If doing that from python, it still wouldn't be as fast as it could be in c, but we could probably add some optimized API to the iree python API to take a bunch of torch tensors in bulk and get them into iree as fast as possible.

And then use the result buffer ABI to pass in one torch allocated result buffer and have IREE write into that vs returning individual tensors. For torch.compile, we'd need to do a little work to emit some kind of result size calculation so not just guessing. A lot of that information is in the metadata but needs to be found and used carefully.

Then basically get that down to one call into iree per invocation to handle all of it n+m calls to handle the inputs and results separately. It still wouldn't be free but could be made as fast as possible.

[LWenH]

Sure, thank you for your patience reply. It's actually the answer what I want to ask. BTW, could you please tell me where can I find that low level APIs for allocating a result slab as one backing allocation? So that I can go into more details here?

[LWenH]

BTW, I would like to ask when the IREE community would start or complete this part of VM input/output data transfer optimization development? Can we expect it to be determined at an approximate time point? Hope this doesn't cause any disturbance:-)

[stellaraccident]

This is raising in importance for some of the core contributors too and I am trying to see where it can slot in on a roadmap. The issue is that this is a relatively tricky thing and only a few people know all of the things involved.

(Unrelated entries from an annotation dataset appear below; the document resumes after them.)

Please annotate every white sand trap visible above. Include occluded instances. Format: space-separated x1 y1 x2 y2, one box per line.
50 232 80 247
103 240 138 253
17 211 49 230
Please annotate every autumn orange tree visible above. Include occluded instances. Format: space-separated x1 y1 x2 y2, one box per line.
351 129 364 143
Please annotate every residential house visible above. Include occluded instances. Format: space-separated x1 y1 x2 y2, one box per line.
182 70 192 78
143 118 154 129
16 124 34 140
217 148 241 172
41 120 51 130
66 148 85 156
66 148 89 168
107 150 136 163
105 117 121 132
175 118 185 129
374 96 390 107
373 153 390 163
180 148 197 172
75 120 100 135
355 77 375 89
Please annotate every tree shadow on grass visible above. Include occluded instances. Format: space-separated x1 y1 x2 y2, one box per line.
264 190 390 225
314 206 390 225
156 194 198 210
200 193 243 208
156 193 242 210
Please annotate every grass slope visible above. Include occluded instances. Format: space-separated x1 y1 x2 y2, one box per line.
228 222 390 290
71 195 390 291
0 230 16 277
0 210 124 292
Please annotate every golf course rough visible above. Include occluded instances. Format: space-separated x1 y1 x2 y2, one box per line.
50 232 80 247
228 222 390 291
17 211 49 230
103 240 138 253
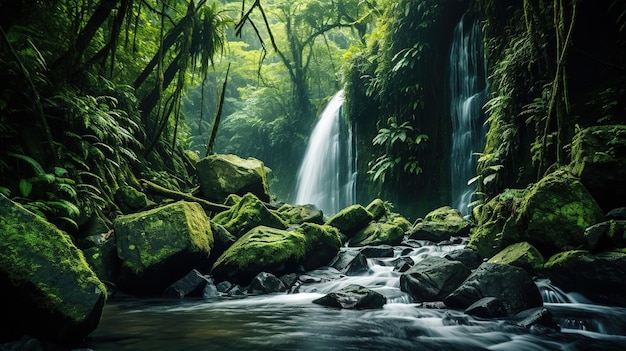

Let me try to refresh some state on the output parameter thing. It requires generating the functions differently, which is something that I thought would always be needed to really serve the torch.compile case well but never had the time to actually flesh out the idea (the other reason for this is that it is needed for handling non contiguous input layouts without a copy).

These are all the reasons why I say that the current torch.compile thing is a demo and it was only ever written for CPU. Doing it right is a relatively advanced use of both the compiler and runtime: not hard per se but detailed.

Can't make a promise when, but I will at least try to write down a design for how this should work.

[LWenH]

Thank you Stellar. I look forward to seeing the community's progress in this regard soon. I will also continue to pay attention to the progress in this regard.